Иван Леонтьев - Тяжело ковалась Победа
Анютка собрала вещи.
Время подходило к отъезду. Хозяин предложил по рюмочке на дорожку и стал с Анютой накрывать стол, а меня отправил на кухню нарезать помидоров, огурцов. Полез я за ножом – в ящике стола вижу: в луковой кожуре какая-то потрепанная книжка валяется. У меня с детства к книжкам трепетное отношение. Вытащил ее, а это Гиляровский – «Москва и москвичи»! Слышать слышал, но не читал. Развернул, а там на всех страницах подчеркнуто: и про Хитровку, и про Английский клуб, и про расстегай с рыбой, и про чай, как заваривать…
На прощание Петр Кириллович поцеловал Анюту, обнял меня и еще раз напомнил:
– Сообщи, в какой институт твой младший хочет. Устрою.
Надо сказать, что Юрий, старший наш, служит в армии, пишет, что учиться будет только заочно. Мы-то знаем, что невеста его ждет не дождется, – какая уж там ему учеба…
Добрались мы до вокзала, заняли в купе свои места, вагон тронулся: прощай, столица!
На следующий день Анюта, в хорошем настроении, повеселевшая, перебирала и рассматривала покупки. Никто не мешал. Двое ребят, командировочные, вышли еще в Казани. Я в тамбуре курил.
Люблю смотреть на реку – как бурлит в водоворотах или ласково шевелит прибрежную траву, на огонь – когда потрескивает костерок в лесу или в открытой печной топке, а ты сидишь и Бог весть о чем думаешь… Особенно нравится смотреть из вагона: мелькают полустанки, переезды, поля и перелески, речки, овраги, вьются проселочные дороги, одинокий с косой или тяпкой где-нибудь на отшибе… Привычная русская жизнь.
А сам с грустью думал: почему так и остались мы с Петром Кирилловичем приятелями, а не друзьями – чтобы, скажем, безмолвно сидеть вдвоем у костра, когда молчание лучше всяких слов?.. Я всю жизнь тосковал по такой дружбе. Не знаю, как у женщин, а мужчине нужен друг. Может, это с тех времен, когда предки наши промышляли охотой: тогда в опасном деле нужен был рядом надежный собрат.
Анютка налюбовалась покупками, увязала крепко-накрепко, чтобы не растерять, когда на попутке из райцентра будем добираться.
После чая покачивались за столиком друг против друга.
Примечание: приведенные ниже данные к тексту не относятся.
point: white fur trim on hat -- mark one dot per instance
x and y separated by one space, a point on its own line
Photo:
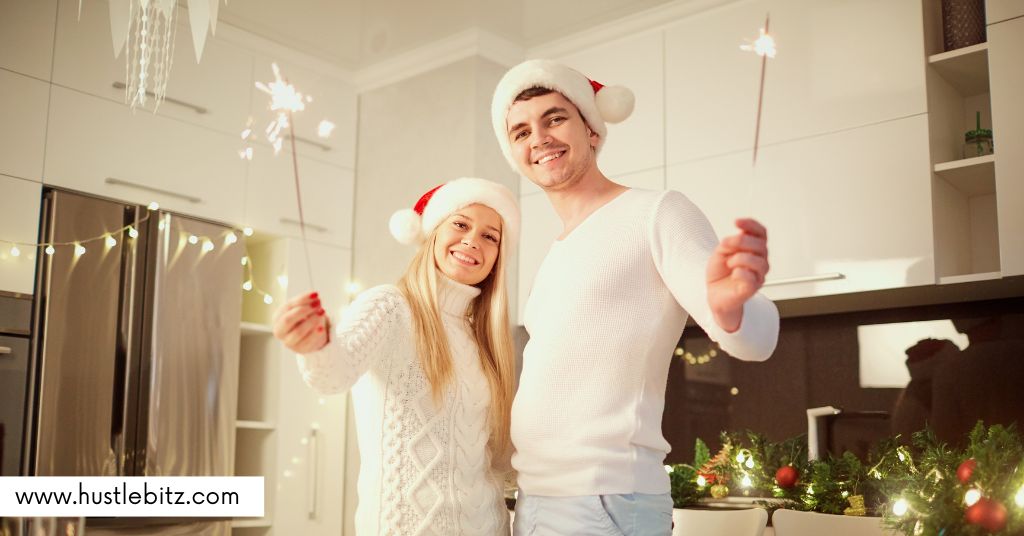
408 227
611 104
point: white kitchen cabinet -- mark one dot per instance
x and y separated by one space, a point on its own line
333 99
635 63
287 433
856 203
23 114
999 10
327 197
27 36
18 222
1007 76
99 147
214 93
840 65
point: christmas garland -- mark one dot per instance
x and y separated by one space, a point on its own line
925 489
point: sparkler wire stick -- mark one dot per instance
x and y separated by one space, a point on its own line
761 94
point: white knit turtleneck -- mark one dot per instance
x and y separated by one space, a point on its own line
425 468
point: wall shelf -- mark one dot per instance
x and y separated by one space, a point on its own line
973 176
254 424
968 278
966 69
252 328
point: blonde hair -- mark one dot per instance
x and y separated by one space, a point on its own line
488 319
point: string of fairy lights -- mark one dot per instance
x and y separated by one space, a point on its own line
109 240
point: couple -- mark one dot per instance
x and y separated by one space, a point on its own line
437 425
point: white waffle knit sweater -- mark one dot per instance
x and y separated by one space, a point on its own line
424 468
606 310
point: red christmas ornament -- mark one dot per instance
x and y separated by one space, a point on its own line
987 512
966 470
786 477
994 519
975 512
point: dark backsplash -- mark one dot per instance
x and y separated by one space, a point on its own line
817 363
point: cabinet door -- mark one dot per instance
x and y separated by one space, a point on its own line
19 222
327 197
638 142
27 37
184 168
855 203
332 99
311 427
1006 47
840 65
23 114
213 93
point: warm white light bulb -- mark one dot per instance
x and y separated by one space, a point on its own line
972 496
900 507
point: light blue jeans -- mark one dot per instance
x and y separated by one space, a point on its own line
628 514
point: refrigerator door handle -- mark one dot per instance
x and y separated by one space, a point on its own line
313 472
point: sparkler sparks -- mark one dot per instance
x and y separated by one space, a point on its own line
764 46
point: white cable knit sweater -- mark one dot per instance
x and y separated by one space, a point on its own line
607 307
425 469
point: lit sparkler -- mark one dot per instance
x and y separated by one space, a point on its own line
764 46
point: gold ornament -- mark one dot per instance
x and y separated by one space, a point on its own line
856 505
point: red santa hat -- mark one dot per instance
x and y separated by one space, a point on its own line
597 104
412 224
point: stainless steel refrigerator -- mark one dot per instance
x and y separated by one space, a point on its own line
135 348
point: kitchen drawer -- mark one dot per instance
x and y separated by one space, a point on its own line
23 114
327 197
99 147
27 37
220 84
18 222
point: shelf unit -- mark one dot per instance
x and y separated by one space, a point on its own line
259 368
964 190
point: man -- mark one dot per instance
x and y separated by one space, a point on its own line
607 306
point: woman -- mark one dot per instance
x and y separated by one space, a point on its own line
430 364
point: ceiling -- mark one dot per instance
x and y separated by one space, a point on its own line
354 34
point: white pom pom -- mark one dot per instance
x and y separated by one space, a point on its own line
614 104
404 225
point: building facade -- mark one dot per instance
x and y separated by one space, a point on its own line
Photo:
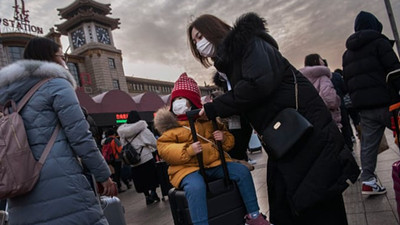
93 58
Я вспоминал дни, проведенные в Ленинграде, в Москве…
– У моего брата жена, конечно, уважительная, но Ольга Сергеевна у Петра Кирилловича обходительнее… Надо будет ей какой-нибудь гостинец потом…
Анюта на меня сердито сверкнула.
Должен вам сказать, что она, как барометр, безошибочно чувствует, какая женщина мне нравится, даже если с той я и словом не обмолвился. Чтобы она успокоилась, я несколько раз уходил в тамбур и не возвращался подолгу.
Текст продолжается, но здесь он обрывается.